Arnold Manaaki Wilson

Arnold Manaaki Wilson, who died in 2012, devoted much of his life to art teaching and education. He was one of the first Māori to graduate from an art school – Elam, in 1953. His work drew extensively on Māori woodcarving traditions in its materials, notching, verticality and, in later instances, colour, but he also responded intensely to modern sculpture. This interplay between traditional carving and western modernism was also evident in the work of his near contemporaries, notably Fred Graham, Paratene Matchitt and Cliff Whiting. Wilson’s ‘He tangata, he tangata’ (1956) is evocative of pedestal carvings by early 20th-century Romanian sculptor Constantin Brâncuşi, but applied to a very different context and place.

Jacqueline Fraser

The next generation of Māori artists, born in the 1950s and 1960s, interpreted cultural traditions with still greater latitude. Jacqueline Fraser, like Neil Dawson, used wire and plastic, but there the similarity ended. The delicate spirals and curves of her late-20th-century work subtly evoke Māori tiki motifs, and her materials suggest traditional fibres and threads. Yet Fraser’s work looks more at home in the contemporary gallery space than on the marae. Fraser was selected as an official representative of New Zealand at the Venice Biennale of 2001.

Brett Graham

Brett Graham’s sculpture draws on a diversity of Māori, Pākehā and wider Pacific (including Japanese) sources, using predominantly traditional wood and stone materials. His figure- and disk-like forms have a monolithic quality. Prominent public art works include ‘Manu tawhiowhio’ (1996) at the Auckland University of Technology and ‘Kaiwhakatere – the navigator’ (2000) in Bowen Street, Wellington.

Michael Parekowhai

Like most contemporary art, the work of Māori artist Michael Parekowhai is primarily intended for the gallery or installation space. His objects and installations are meticulously crafted according to his specifications and range from ‘Ten guitars’ (1999) to a restored 1962 VW Kombi in the middle of a synthetic pine plantation for ‘The big OE’ (2006). The works reference words, ideas, jokes, art history and critical theory, as well as Māori and Pacific location and identity. Their glossy visual beauty and recognisability give Parekowhai’s works popular appeal.
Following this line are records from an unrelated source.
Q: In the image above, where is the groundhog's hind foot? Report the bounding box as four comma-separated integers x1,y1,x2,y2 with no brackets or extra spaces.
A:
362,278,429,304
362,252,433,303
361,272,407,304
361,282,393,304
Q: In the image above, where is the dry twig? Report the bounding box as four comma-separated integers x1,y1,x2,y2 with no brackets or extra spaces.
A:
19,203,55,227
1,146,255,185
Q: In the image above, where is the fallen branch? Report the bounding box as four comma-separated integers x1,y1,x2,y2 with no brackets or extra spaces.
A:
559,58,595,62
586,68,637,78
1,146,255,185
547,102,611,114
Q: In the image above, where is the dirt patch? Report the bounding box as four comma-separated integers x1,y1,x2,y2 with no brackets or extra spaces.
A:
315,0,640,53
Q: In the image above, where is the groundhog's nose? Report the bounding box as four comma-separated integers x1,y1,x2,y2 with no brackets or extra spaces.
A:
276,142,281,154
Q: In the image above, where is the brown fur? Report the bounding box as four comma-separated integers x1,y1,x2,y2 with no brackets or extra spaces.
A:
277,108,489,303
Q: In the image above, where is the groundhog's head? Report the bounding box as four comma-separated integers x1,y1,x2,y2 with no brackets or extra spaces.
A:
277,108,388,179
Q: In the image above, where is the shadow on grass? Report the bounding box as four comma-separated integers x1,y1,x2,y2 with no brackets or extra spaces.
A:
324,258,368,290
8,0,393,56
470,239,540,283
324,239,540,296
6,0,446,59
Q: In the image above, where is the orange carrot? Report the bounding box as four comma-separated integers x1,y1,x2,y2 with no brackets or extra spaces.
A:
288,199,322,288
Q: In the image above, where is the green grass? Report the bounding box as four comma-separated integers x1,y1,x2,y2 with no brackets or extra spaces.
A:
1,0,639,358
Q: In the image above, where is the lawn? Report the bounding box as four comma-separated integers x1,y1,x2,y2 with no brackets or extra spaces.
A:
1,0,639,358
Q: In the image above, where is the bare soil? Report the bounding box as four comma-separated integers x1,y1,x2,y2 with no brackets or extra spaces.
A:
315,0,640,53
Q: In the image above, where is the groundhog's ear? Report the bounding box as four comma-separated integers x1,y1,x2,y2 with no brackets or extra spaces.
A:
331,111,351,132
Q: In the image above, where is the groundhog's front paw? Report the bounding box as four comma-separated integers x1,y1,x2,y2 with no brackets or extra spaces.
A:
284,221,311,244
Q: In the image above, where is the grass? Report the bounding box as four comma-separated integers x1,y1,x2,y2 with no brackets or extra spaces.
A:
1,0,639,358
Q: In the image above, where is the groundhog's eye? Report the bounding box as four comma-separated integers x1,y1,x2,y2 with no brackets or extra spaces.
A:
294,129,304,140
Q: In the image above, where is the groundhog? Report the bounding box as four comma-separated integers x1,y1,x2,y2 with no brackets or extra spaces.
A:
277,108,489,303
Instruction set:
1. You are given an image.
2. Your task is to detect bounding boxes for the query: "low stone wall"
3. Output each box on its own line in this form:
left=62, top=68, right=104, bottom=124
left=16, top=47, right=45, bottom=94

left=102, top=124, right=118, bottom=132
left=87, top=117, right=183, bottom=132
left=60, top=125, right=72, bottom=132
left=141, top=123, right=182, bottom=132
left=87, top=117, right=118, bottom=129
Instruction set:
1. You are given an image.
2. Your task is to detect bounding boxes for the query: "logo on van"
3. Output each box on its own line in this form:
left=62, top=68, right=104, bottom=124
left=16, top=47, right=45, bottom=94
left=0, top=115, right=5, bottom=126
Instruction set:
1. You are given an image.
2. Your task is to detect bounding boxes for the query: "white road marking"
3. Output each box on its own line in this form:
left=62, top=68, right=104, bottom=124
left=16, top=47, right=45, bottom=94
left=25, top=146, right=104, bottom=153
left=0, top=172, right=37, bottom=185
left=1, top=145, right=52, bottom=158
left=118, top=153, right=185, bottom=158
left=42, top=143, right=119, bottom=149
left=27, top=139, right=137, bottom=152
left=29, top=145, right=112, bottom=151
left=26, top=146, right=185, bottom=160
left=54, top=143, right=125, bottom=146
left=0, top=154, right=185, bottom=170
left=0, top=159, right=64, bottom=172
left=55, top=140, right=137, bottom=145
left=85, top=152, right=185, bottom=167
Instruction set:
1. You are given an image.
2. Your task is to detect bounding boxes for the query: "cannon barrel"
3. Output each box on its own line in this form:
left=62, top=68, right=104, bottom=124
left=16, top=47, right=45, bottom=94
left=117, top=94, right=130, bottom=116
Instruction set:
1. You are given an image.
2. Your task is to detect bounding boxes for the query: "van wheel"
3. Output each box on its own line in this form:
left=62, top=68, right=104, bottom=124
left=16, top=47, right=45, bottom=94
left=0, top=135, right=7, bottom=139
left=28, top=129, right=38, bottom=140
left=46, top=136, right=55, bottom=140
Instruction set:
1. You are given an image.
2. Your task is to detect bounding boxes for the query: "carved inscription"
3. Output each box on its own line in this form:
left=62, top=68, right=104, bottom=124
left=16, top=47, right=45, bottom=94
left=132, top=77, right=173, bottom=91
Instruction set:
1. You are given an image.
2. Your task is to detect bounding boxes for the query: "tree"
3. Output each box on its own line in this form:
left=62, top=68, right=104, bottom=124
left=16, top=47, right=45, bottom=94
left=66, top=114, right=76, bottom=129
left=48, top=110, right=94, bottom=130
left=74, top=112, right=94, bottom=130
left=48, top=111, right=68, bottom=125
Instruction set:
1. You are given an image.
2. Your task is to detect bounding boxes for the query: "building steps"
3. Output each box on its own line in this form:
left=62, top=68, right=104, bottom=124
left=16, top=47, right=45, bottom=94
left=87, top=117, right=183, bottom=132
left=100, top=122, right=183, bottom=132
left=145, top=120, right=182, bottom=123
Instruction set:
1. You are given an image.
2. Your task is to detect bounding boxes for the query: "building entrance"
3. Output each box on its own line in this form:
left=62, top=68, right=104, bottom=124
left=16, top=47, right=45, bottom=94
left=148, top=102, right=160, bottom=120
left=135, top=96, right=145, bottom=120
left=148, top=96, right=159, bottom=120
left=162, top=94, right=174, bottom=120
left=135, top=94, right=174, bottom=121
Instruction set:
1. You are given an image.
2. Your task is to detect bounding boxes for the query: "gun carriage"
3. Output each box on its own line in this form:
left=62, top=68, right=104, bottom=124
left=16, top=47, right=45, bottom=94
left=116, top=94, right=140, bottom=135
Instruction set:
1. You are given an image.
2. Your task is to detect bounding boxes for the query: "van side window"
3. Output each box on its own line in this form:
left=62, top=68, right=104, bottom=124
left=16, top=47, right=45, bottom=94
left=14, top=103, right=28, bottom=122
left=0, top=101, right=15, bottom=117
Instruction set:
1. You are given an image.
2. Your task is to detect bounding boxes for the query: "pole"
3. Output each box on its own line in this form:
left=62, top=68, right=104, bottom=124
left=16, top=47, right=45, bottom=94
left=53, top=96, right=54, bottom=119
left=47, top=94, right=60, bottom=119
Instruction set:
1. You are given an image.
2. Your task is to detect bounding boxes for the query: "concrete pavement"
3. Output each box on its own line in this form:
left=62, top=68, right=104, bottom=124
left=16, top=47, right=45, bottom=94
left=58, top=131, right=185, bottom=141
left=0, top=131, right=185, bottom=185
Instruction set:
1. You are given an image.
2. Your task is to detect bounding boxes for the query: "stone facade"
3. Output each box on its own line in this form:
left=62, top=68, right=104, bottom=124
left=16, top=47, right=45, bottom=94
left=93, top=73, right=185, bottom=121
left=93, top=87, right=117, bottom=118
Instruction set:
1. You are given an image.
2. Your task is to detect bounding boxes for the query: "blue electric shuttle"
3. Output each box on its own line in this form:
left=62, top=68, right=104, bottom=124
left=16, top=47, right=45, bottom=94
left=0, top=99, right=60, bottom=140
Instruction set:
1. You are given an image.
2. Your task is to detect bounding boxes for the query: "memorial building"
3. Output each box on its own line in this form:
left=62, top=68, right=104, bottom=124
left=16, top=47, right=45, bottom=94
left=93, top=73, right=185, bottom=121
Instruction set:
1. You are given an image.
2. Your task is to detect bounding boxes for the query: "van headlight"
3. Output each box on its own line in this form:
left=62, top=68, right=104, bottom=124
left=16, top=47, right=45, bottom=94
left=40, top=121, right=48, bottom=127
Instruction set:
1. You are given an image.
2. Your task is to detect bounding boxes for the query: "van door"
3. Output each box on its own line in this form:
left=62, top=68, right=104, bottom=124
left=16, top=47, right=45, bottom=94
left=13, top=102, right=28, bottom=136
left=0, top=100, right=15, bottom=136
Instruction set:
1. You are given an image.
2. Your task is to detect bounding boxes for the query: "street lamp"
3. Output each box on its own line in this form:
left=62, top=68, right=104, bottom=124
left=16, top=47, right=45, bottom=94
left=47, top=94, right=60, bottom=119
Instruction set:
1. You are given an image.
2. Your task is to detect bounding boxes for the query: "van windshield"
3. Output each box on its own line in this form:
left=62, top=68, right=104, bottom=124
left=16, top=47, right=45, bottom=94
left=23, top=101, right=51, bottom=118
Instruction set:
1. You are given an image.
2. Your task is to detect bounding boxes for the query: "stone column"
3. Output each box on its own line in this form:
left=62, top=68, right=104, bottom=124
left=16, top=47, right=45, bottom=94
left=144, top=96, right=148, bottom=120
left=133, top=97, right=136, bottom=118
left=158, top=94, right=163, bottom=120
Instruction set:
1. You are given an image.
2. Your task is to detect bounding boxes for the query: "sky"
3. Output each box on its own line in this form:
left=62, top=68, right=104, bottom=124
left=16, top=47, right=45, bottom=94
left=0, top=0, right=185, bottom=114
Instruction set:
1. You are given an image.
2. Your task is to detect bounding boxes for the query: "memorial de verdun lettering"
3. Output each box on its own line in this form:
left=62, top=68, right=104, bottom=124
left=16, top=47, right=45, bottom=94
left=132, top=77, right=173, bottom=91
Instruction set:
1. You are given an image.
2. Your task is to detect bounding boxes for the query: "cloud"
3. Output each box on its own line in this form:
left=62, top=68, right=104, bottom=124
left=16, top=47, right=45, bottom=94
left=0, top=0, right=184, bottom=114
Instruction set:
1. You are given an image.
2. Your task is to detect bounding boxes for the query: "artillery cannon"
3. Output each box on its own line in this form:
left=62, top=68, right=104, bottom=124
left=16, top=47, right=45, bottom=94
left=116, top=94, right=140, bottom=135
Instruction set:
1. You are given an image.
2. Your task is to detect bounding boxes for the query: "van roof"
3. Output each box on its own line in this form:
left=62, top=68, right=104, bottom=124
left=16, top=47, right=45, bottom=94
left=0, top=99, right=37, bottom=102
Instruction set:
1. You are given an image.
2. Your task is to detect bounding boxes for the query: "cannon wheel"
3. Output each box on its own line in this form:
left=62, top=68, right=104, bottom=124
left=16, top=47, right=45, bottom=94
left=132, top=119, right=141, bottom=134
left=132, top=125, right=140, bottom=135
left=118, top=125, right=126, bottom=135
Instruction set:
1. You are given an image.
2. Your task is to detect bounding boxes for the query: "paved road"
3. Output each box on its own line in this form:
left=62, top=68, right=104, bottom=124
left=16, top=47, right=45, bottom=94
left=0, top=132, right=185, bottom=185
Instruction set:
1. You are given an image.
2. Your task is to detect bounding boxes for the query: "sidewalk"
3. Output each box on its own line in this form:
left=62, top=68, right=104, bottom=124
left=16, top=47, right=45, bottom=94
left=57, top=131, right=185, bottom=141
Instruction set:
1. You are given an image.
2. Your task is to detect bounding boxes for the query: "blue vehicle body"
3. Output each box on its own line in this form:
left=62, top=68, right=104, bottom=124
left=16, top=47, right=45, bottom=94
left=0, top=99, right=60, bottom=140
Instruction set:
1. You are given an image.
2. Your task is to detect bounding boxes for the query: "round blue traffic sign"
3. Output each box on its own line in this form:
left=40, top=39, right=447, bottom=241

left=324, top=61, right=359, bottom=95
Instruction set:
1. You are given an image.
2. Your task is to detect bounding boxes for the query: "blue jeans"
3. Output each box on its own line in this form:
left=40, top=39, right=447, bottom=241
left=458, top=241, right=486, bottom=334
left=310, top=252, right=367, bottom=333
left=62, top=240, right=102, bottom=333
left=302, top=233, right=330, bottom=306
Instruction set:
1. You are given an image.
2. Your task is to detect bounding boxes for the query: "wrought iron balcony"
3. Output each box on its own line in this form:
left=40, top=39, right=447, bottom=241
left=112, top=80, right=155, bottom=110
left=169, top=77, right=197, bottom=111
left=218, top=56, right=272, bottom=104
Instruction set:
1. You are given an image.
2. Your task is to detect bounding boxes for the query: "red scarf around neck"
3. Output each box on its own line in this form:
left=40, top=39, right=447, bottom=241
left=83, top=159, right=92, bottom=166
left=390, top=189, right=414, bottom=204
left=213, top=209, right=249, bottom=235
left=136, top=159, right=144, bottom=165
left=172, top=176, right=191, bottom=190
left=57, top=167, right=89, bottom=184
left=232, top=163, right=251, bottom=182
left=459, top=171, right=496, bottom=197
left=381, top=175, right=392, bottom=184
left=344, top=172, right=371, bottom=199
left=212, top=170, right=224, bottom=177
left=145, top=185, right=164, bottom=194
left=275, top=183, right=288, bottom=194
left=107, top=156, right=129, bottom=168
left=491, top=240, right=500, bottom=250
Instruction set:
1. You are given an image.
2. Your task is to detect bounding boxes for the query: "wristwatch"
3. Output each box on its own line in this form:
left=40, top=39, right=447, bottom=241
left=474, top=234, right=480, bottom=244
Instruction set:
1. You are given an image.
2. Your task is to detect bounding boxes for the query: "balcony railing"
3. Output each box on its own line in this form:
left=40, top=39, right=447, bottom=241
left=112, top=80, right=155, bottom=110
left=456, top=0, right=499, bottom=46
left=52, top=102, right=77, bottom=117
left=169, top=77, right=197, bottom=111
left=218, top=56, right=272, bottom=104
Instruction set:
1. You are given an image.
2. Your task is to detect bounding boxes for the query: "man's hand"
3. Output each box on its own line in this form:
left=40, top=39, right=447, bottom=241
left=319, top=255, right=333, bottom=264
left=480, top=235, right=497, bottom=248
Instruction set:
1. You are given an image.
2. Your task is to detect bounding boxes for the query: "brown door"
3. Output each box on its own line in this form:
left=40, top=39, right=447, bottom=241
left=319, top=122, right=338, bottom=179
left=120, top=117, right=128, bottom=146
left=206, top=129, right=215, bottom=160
Parekowhai pays tribute to, but also teases, New Zealand art ‘greats’, notably Colin McCahon and Gordon Walters. He also responds to the pioneering conceptual and ‘readymade’ art of French artist Marcel Duchamp in the early 20th century. Parekowhai enjoys considerable kudos in the contemporary art world and is the New Zealand equivalent of English artist Damien Hirst (if lacking the latter’s shock value). This was shown not only in his selection as New Zealand’s official representative at the 2011 Venice Biennale but in Te Papa’s subsequent acquisition of a carved grand piano, ‘He kōrero pūrākau mo te awanui o te motu: story of a New Zealand river’, which had been part of his exhibit ‘On first looking into Chapman’s Homer’.